Correspondence from Aleister Crowley to Freeman Crofts[1]
Ivy Cottage, Knockholt, Kent.
Dec. 28th, 1929.
Freeman Crofts,[1] Esq., Grianan, Jordanstown, Co. Antrim.
Dear Mr. Croft:
He that being awfully reproved hardeneth his heart, shall suddenly be destroyed, and that without remedy.
As you know, I am a lunatic, although hitherto not certified, which must be my excuse for bothering you again about that luckless moon.
On page 232 of "The Box Office Murders"—"The light which should have come from the quarter moon was obscured by clouds." This is shortly after 11 o'clock at night.
I cannot find out exactly from your data the time of year, but it cannot have been far from mid-August. At this time the sun is near the beginning of Virgo, and the quarter moon, of course, increasing, would therefore have been 45° away; that is, near the middle of Scorpio.

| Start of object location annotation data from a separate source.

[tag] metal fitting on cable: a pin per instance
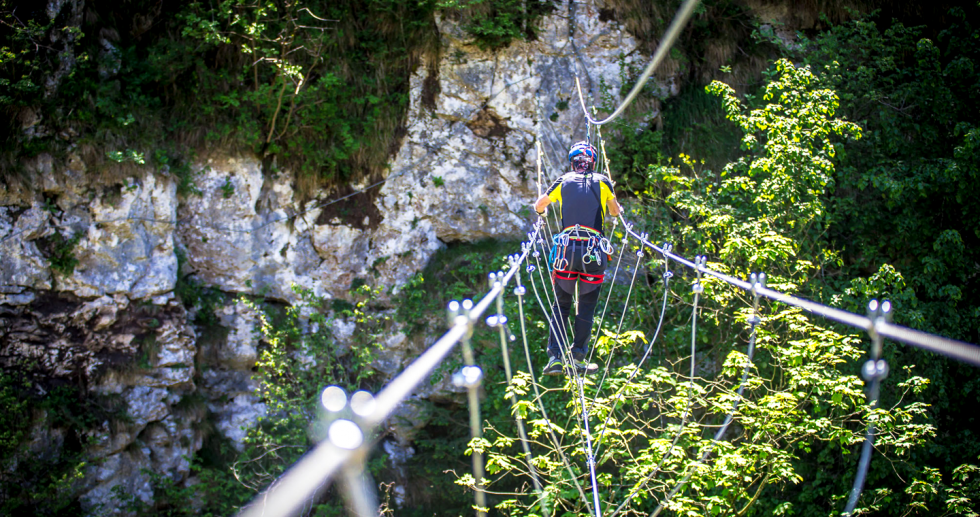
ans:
(452, 311)
(665, 250)
(758, 282)
(698, 264)
(343, 429)
(496, 320)
(468, 377)
(876, 369)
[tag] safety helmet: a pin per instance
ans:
(583, 155)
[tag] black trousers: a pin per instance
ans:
(588, 298)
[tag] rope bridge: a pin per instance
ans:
(355, 422)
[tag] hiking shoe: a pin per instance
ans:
(554, 366)
(583, 367)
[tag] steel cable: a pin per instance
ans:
(680, 19)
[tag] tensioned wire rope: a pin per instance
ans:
(877, 326)
(562, 335)
(697, 289)
(673, 31)
(546, 310)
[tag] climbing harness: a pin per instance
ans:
(575, 248)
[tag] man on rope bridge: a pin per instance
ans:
(579, 253)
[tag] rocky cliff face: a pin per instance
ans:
(111, 324)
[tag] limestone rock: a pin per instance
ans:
(127, 244)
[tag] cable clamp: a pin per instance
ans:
(468, 377)
(496, 320)
(875, 370)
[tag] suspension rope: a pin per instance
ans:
(959, 350)
(663, 310)
(569, 362)
(697, 289)
(545, 310)
(874, 371)
(754, 320)
(500, 321)
(680, 19)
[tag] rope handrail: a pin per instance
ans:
(959, 350)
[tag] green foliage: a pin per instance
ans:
(493, 24)
(802, 398)
(906, 224)
(44, 478)
(319, 89)
(227, 188)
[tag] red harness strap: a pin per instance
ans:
(576, 275)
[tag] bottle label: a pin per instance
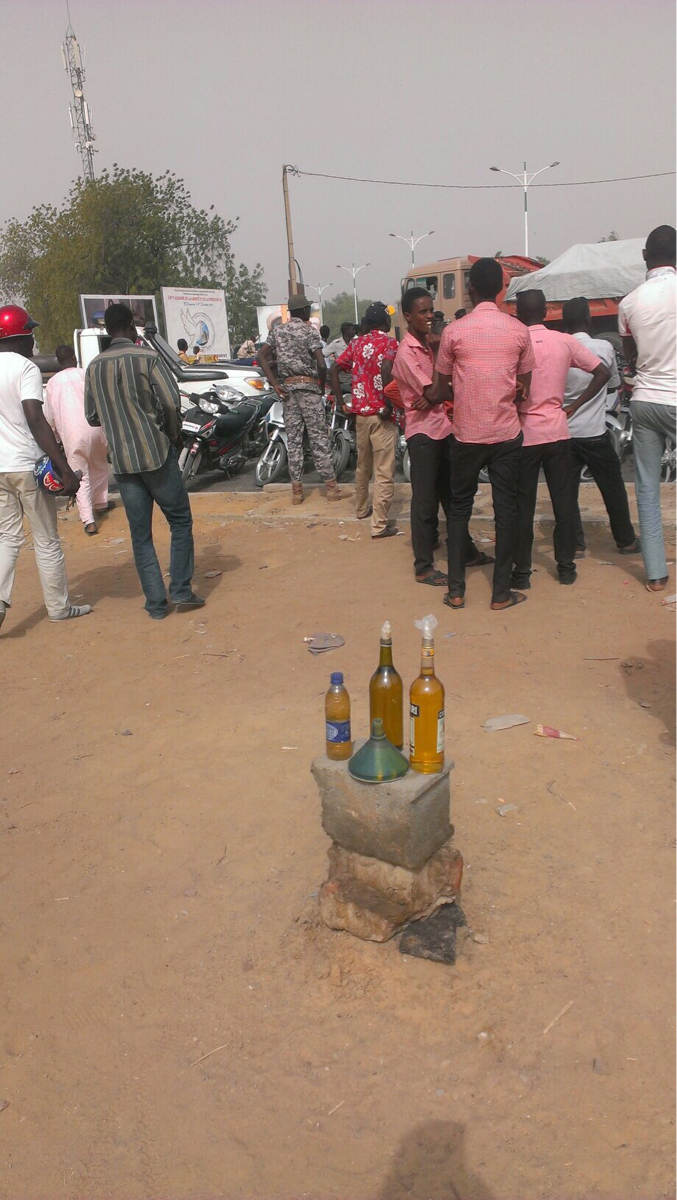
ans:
(337, 731)
(414, 711)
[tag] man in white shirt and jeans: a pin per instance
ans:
(24, 438)
(646, 322)
(591, 442)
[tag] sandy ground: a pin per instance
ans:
(175, 1023)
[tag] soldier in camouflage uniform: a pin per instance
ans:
(299, 377)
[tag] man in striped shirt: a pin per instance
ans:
(131, 394)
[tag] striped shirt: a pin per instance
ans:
(133, 396)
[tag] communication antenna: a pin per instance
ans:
(79, 112)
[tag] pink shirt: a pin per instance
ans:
(541, 415)
(484, 353)
(413, 370)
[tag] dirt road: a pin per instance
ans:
(175, 1023)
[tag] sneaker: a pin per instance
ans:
(73, 610)
(189, 605)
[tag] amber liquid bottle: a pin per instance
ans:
(385, 693)
(337, 718)
(426, 713)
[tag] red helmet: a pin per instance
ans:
(16, 322)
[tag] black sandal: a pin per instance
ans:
(449, 601)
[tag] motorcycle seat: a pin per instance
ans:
(233, 421)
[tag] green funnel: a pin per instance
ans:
(377, 761)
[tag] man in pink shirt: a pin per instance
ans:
(546, 437)
(429, 439)
(486, 355)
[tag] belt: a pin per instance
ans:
(310, 379)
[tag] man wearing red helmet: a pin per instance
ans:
(24, 437)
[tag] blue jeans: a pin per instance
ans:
(166, 489)
(651, 425)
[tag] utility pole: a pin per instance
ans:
(319, 289)
(525, 180)
(353, 270)
(292, 280)
(78, 112)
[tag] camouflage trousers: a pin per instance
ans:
(306, 409)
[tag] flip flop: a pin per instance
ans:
(515, 599)
(480, 561)
(433, 577)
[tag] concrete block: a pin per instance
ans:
(419, 892)
(403, 822)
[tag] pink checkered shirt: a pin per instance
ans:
(541, 415)
(484, 353)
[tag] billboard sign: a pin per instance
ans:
(93, 309)
(199, 317)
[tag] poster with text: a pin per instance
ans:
(93, 309)
(198, 317)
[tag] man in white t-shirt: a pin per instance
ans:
(591, 442)
(25, 437)
(646, 322)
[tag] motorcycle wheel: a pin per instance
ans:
(271, 463)
(340, 453)
(189, 465)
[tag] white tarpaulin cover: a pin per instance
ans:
(598, 271)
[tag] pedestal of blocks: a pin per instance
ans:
(391, 859)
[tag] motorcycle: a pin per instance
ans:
(274, 460)
(222, 432)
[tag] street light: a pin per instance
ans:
(319, 289)
(412, 243)
(353, 270)
(523, 180)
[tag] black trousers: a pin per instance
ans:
(502, 459)
(555, 457)
(599, 456)
(431, 486)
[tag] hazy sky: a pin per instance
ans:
(223, 93)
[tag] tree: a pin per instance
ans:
(341, 309)
(126, 232)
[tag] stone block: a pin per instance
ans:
(402, 822)
(373, 900)
(417, 891)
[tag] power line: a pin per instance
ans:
(473, 187)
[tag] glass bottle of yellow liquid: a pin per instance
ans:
(337, 717)
(385, 691)
(426, 708)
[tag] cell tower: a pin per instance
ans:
(78, 112)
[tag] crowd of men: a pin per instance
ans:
(486, 391)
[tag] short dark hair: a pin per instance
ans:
(532, 304)
(412, 295)
(117, 318)
(661, 245)
(486, 277)
(575, 312)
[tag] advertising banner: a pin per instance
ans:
(199, 317)
(93, 309)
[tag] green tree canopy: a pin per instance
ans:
(126, 232)
(340, 309)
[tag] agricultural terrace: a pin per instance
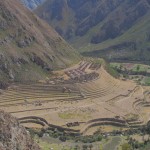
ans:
(81, 99)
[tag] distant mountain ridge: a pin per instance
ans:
(29, 47)
(95, 25)
(32, 4)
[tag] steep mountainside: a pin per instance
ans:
(32, 4)
(29, 47)
(13, 136)
(102, 25)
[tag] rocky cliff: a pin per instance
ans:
(29, 47)
(13, 136)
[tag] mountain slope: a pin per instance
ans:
(29, 47)
(13, 136)
(32, 4)
(100, 24)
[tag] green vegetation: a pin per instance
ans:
(112, 145)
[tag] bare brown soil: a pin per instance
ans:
(103, 101)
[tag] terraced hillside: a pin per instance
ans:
(79, 103)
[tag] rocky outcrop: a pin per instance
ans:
(13, 136)
(32, 4)
(28, 46)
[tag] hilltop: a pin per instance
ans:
(116, 30)
(29, 47)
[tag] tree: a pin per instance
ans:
(90, 146)
(84, 147)
(138, 67)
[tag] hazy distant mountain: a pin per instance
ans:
(32, 4)
(29, 47)
(108, 25)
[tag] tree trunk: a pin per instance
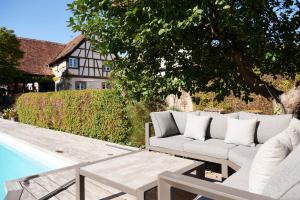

As far as I can make out in the absence of proper books of reference, the sun at this time of the year would have set somewhere in the neighbourhood of 7 o'clock, 8 o'clock summer time, and the quarter moon at about two hours later.
The zodiac being divided into 12 signs, the average time which it takes a sign to pass the ascendant is two hours, but the signs are unequal, so that some take as much 2 hours 40 minutes; others as little as 1 hour 20 minutes. But you will see that even with the utmost lattitude, and the imaginary hour of summer time to play with, the moon ought to have set well about 11 o'clock.
I was a little doubtful about the point, and therefore troubled to work it out as best I could. But on page 237 and 238, you exposed yourself to mate on the move. "At twenty minutes to three they reached the suburbs of Winchester." 128, after a longish journey "the clouds had now uncovered the quarter moon." The moon must have been going steadily backward instead of forward to produce this phenomenon, and you will go down in history with Joshua.
Come, come! Let us have a book depending on the time being fixed by a perfectly ignorant Arab boy having observed the occultation of Mars by the Moon in the desert.
Sincerely yours,
AC / ir [Israel Regardie]
1—[Freeman Wills Croft (1 June 1879 - 11 April 1957) was an Anglo-Irish mystery author during the golden age of detective fiction. He wrote The Box Office Murders in 1929.]